# Project: Investigate the IMDB dataset

## Table of Contents
<ul>
<li><a href="#intro">Introduction</a></li>
<li><a href="#wrangling">Data Wrangling</a></li>
<li><a href="#eda">Exploratory Data Analysis</a></li>
<li><a href="#conclusions">Conclusions</a></li>
</ul>

<a id='intro'></a>
## Introduction

I have selected the IMDB dataset to review the impact that genres and cast members have on the profitability of a movie. 

In [None]:
import pandas as pd
import numpy as np
% matplotlib inline
import matplotlib.pyplot as plt
import seaborn as sns

<a id='wrangling'></a>
## Data Wrangling

### General Properties

In [None]:
df = pd.read_csv('tmdb-movies.csv')

In [None]:
df.head(1)

In [None]:
df.shape

In [None]:
df.info()

In [None]:
df.describe()

### Data Cleaning of the genre and cast columns, as well as data type correction

The main problems I have discovered with the data is that the genre and cast columns contain multiple entries per field.
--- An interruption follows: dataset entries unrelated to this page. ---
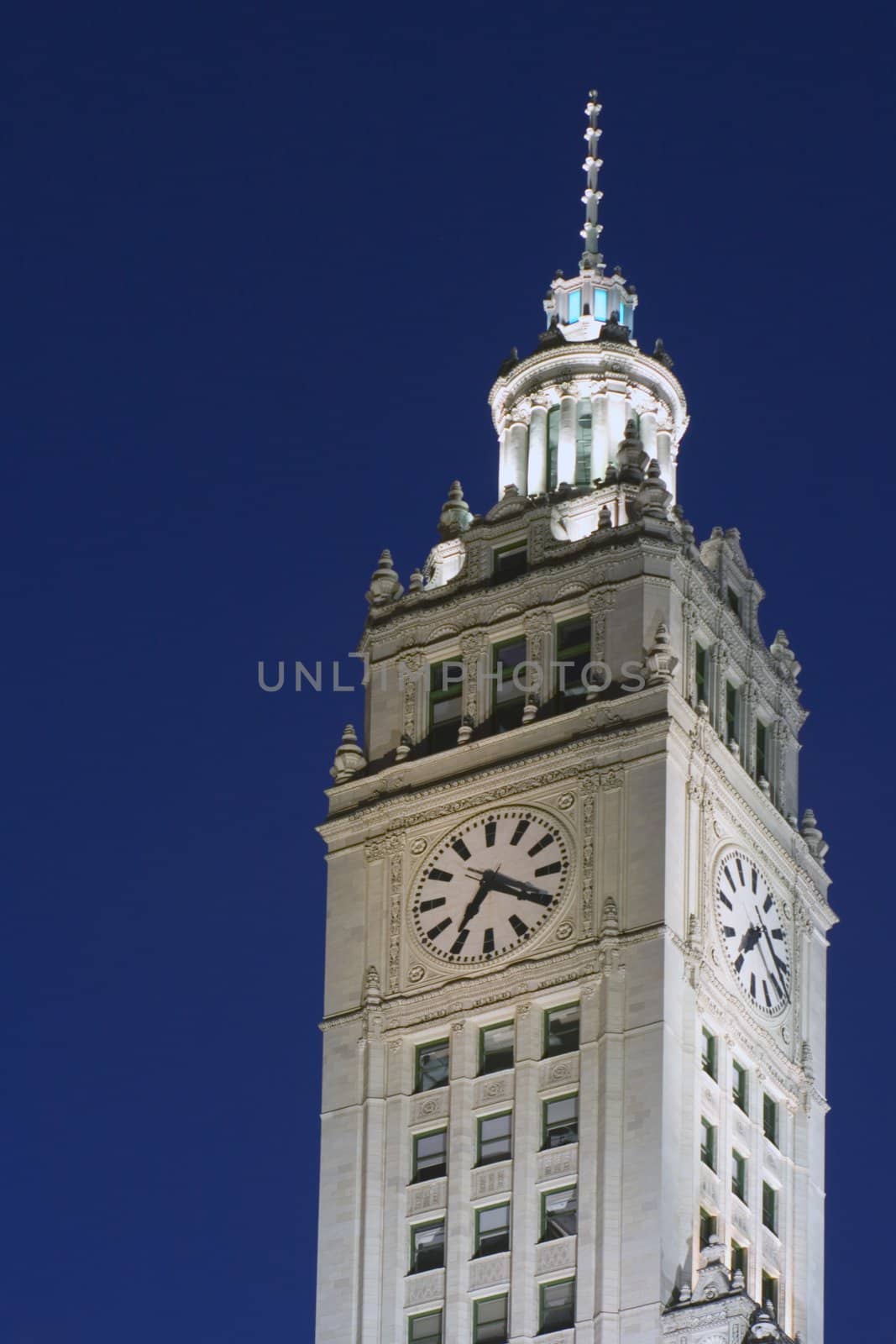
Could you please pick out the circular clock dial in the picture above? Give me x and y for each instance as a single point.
(490, 886)
(752, 932)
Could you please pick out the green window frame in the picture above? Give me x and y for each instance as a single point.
(584, 441)
(710, 1053)
(741, 1086)
(495, 1137)
(573, 648)
(510, 561)
(446, 703)
(432, 1065)
(770, 1119)
(427, 1247)
(557, 1305)
(701, 674)
(739, 1175)
(739, 1258)
(708, 1144)
(559, 1213)
(492, 1229)
(430, 1158)
(770, 1207)
(508, 696)
(562, 1030)
(770, 1290)
(731, 711)
(425, 1328)
(496, 1047)
(762, 750)
(708, 1226)
(553, 445)
(490, 1320)
(560, 1121)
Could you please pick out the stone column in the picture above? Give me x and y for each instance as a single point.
(566, 447)
(600, 448)
(537, 468)
(517, 454)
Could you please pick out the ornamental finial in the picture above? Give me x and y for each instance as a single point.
(591, 259)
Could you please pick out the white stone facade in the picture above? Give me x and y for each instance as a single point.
(647, 785)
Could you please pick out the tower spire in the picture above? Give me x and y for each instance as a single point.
(591, 259)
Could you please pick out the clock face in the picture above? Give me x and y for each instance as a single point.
(490, 886)
(752, 932)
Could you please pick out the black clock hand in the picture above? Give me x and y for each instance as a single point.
(476, 904)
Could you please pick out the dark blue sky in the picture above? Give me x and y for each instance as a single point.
(261, 264)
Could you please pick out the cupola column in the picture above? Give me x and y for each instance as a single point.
(537, 470)
(566, 444)
(600, 437)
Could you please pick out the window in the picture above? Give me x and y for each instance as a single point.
(425, 1330)
(427, 1247)
(710, 1054)
(731, 712)
(495, 1139)
(559, 1213)
(708, 1227)
(770, 1119)
(510, 561)
(560, 1030)
(492, 1230)
(510, 685)
(739, 1175)
(553, 440)
(446, 703)
(496, 1048)
(739, 1088)
(738, 1258)
(560, 1121)
(700, 672)
(490, 1320)
(770, 1207)
(708, 1144)
(432, 1066)
(430, 1155)
(762, 750)
(770, 1290)
(584, 443)
(558, 1305)
(574, 649)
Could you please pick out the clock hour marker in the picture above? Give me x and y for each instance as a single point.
(521, 827)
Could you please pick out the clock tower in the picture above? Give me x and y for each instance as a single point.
(574, 1027)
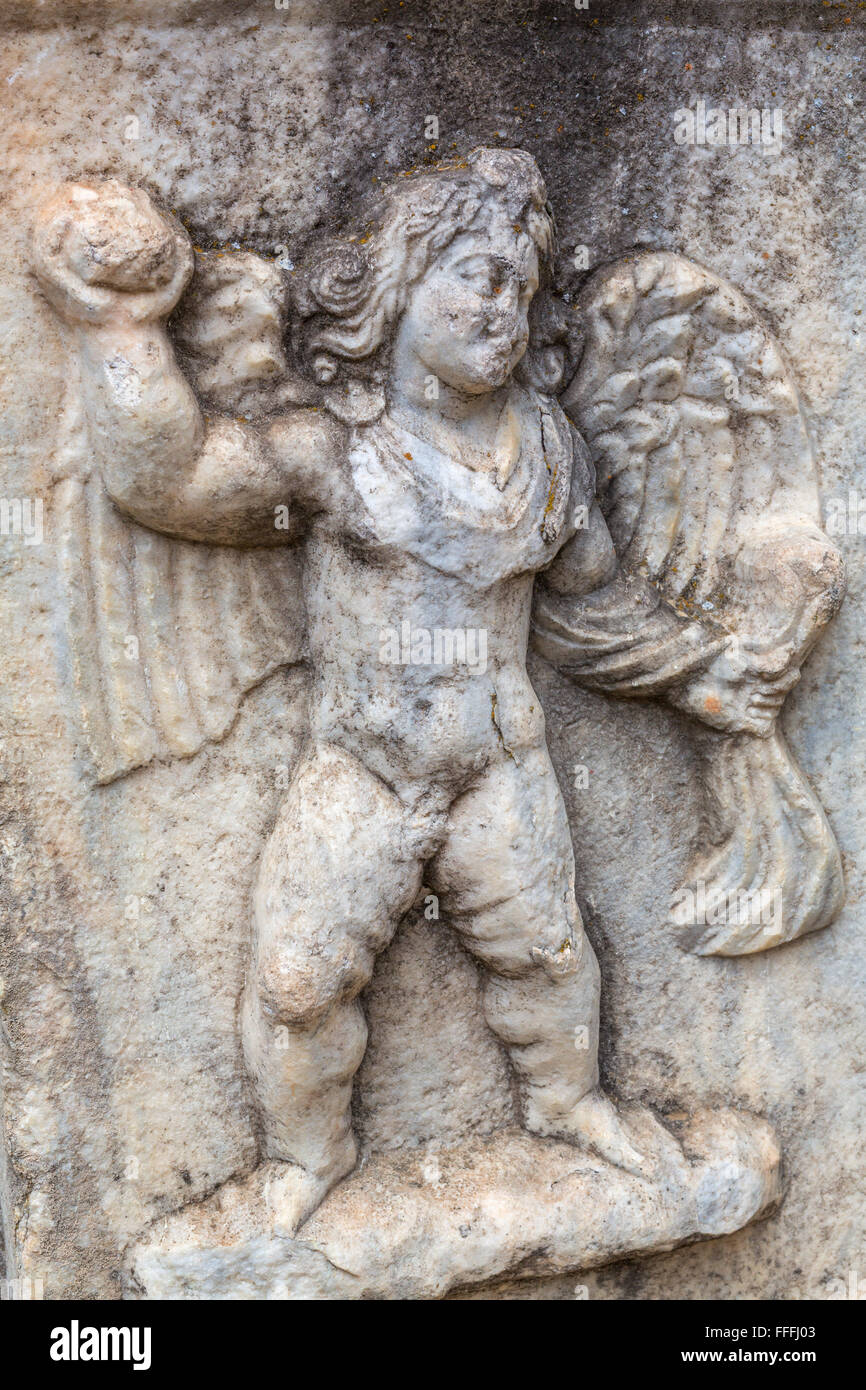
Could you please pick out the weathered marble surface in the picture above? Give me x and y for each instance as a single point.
(127, 1096)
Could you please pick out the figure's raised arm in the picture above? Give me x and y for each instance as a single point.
(114, 267)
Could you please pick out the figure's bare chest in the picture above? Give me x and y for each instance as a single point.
(407, 498)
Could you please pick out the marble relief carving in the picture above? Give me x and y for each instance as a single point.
(403, 464)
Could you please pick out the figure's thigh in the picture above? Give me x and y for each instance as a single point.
(335, 877)
(505, 875)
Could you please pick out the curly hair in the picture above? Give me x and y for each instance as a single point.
(356, 288)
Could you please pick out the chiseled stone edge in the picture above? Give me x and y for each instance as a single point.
(421, 1225)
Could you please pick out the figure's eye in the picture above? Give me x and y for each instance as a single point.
(480, 274)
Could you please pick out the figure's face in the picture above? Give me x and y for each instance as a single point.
(466, 321)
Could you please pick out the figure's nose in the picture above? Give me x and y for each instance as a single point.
(503, 317)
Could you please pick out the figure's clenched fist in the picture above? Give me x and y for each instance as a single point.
(103, 252)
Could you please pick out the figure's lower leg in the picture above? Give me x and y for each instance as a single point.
(303, 1086)
(548, 1019)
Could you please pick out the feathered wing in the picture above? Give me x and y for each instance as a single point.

In addition, the budget column is an int while the budget_adj and revenue_adj columns are floats, therefore the data types will have to be made similar. 

In [None]:
df['genres'].value_counts()

Below we are splitting the genre column into multiple rows, so that we are better able to analyze budget and revenue across genres.

In [None]:
genre_df = df['genres'].str.split('|').apply(pd.Series, 1).stack()
genre_df.index = genre_df.index.droplevel(-1)
genre_df.name = 'genres'
del df['genres']
df = df.join(genre_df)

Below we are changing the budget and revenue columns into int columns

In [None]:
df['budget_adj'] = df['budget_adj'].astype(int)

In [None]:
df['revenue_adj'] = df['revenue_adj'].astype(int)

In [None]:
df.info()

In [None]:
df['genres'].value_counts()

We will now be correcting the cast column so that it contains one actor per row, instead of multiple actors in each row. 

In [None]:
df['cast'].value_counts()

In [None]:
cast_df = df['cast'].str.split('|').apply(pd.Series, 1).stack()
cast_df.index = cast_df.index.droplevel(-1)
cast_df.name = 'cast'
del df['cast']
df = df.join(cast_df)

In [None]:
df.head(2)

We will now also be looking at the '0' values in revenue and budget, as these influence our profit column and therefore our analysis.

In [None]:
df.info()

In [None]:
#replace 0 values in budget with mean for budget (calculated by df.describe())
df['budget'] = df['budget'].replace(to_replace=0, value=1.462570e+07)

In [None]:
#replace 0 values in revenue with mean for revenue (calculated by df.describe())
df['revenue'] = df['revenue'].replace(to_replace=0, value=3.982332e+07)

In [None]:
df.head()

<a id='eda'></a>
## Exploratory Data Analysis

### Research Question 1: How does genre influence the gross revenue for a film?

In [None]:
df['profit'] = df['revenue'] - df['budget']

In [None]:
genre_rev = df.groupby('genres').mean()
genre_rev

In [None]:
# What is the maximum and minimum profit for each genre?
max_profit = genre_rev['profit'].max()
min_profit = genre_rev['profit'].min()
print(max_profit, min_profit)

In [None]:
#The range for movie profits
range_profit = max_profit - min_profit
range_profit

In [None]:
plt.bar(["Maximum profit", "Minimum profit"],[max_profit, min_profit])
plt.title("Variations of profit achievable in the IMDB dataset")
plt.xlabel("Range")
plt.ylabel("Profit in US dollars");

In [None]:
df['profit'].hist()
plt.title('Profitability of films histogram')
plt.xlabel('Classes of profit')
plt.ylabel('Profit');

In [None]:
genre_rev.dropna(inplace=True)
plt.subplots(figsize=(12, 5))
plt.bar(genre_rev.index, genre_rev.profit)
plt.xticks(rotation=90)
plt.xlabel('Genre')
plt.ylabel('Profit')
plt.title('An illustration of how profitable various genres in the movie industry are');

The genres that generate the highest amount of profit are adventure, animation and fantasy. The genres that seem to have the lowest profits are documentaries, foreign films, TV movies and Western movies. This is not exactly surprising as adventure films like the Marvel franchise and Jurassic Park are enormous blockbusters that shaped culture. However, documentaries and foreign films are more niche films that appeal to specific target audiences and do not always have mass market appeal.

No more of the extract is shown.